Things (Pathogens), People (Men), Places (River-front Property), May 9, 1981:

I have athlete's foot, a crush on K_, and a desire to buy at $450,000 piece of land on the Guadalupe River although I do not have that kind of money. So it is an average middle-class Saturday in America.

Things (In Your Way), May 10, 1981:

I guess I am tired enough - or distracted - that I keep running into things. Today I whacked the top of my right hand on the dresser, and it hurts and is bruised; then out at Honey Creek while concentrating on carrying a vulture egg I conked my head on a limestone overhang - hard. Then I poked a twig in my eye.

People (Anxious or Egotistical), November 14, 1982:

I guess Sundays will always be for floating anxiety. P_ just left, and he, for all his private reasons, admitted to a rage of insecurity. He now seems to have perfected his integument so he is protected from the outside; there is, however, no protection that I am aware of from the inside. Well, there's one protection: self-deception welded to an enormous ego, an interior mantel I don't know how to construct.

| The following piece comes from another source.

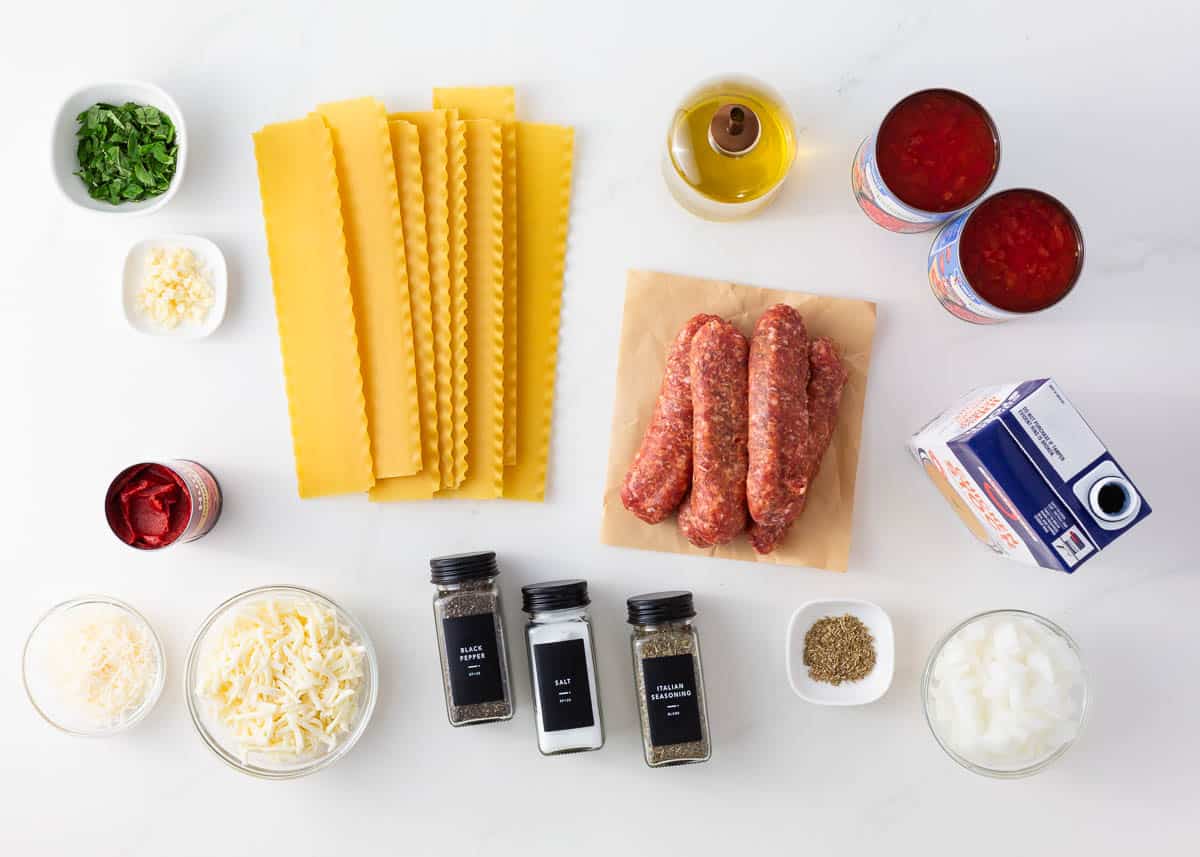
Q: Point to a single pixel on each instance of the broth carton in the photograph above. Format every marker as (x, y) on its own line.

Places (Home), People (Old Woman), Things (Tamales), fall of 1983:

Today I went to the white house on 38th Street with the sign out front that says: TAMALES. I have driven by this sign for at least ten years. Even today I hesitated to go up to the door. On the porch is a little tag that says: MRS. LUNSTED. I thought, "A Lundsted can make tamales?" I rang the doorbell and waited. After a longer wait that one expects but no so long as to abandon the quest, the door swung open. Briskly. "I live so far in the back it takes me a while." Then the screen door swung open. I told the voice - I could hardly catch up with the body - that I wanted to buy some tamales, and I walked into a grandmother's house. It was warm, it smelled good. The rooms were encrusted with knickknacks, including a stuffed snow goose suspended, as if in flight, from the ceiling. On the hutch in the dining room there were rows of family in picture frames.

Places (Home), People (Me), Things (My Hair, Dust), April 16, 1984:

It has been a hot, dry, dusty spring. My hair hasn't curled and when I mop the floors it smells like mud. I feel like part of the Panhandle has settled over Austin.

Places (New York), People (Demented), June 13, 1984:

I am on the New Jersey Transit train on my way to Princeton. In the next car, a baby has been crying and every so often her mother shouts, "Shut up!" loud enough for the people in my car to hear her. I assume the people sitting nearby will not let the situation get out of hand. All the public places I've been have had a vivid scene, usually involving a demented person shouting to the winds. This morning while I was buying doughnuts, and old man outside on roller skates an furiously blowing a whistle paused at the window and shot the finger several times at the patrons. Yesterday a young woman was screaming at the top of her lungs in Grand Central Station. 

Places (Of Excess), People (Me), Things (Drink), February 21, 1985:

I am in one of those goddamn plush hotels in an agitated state waiting for my gin to knock on the door.

Places (Houston Livestock Show), People (Parents and Children), Things (Headache), March 2, 1985:

I left the Houston Livestock Show about 3 p.m. with a terrible headache and decided to drive back to Austin. Perhaps I was having an attack of longing or perhaps I was sick. But I didn't want to look anymore at steers, and children leading steers, and distraught parents, and women in skin-tight jeans with clods of mascara on their eyelashes. Back home my headache went away.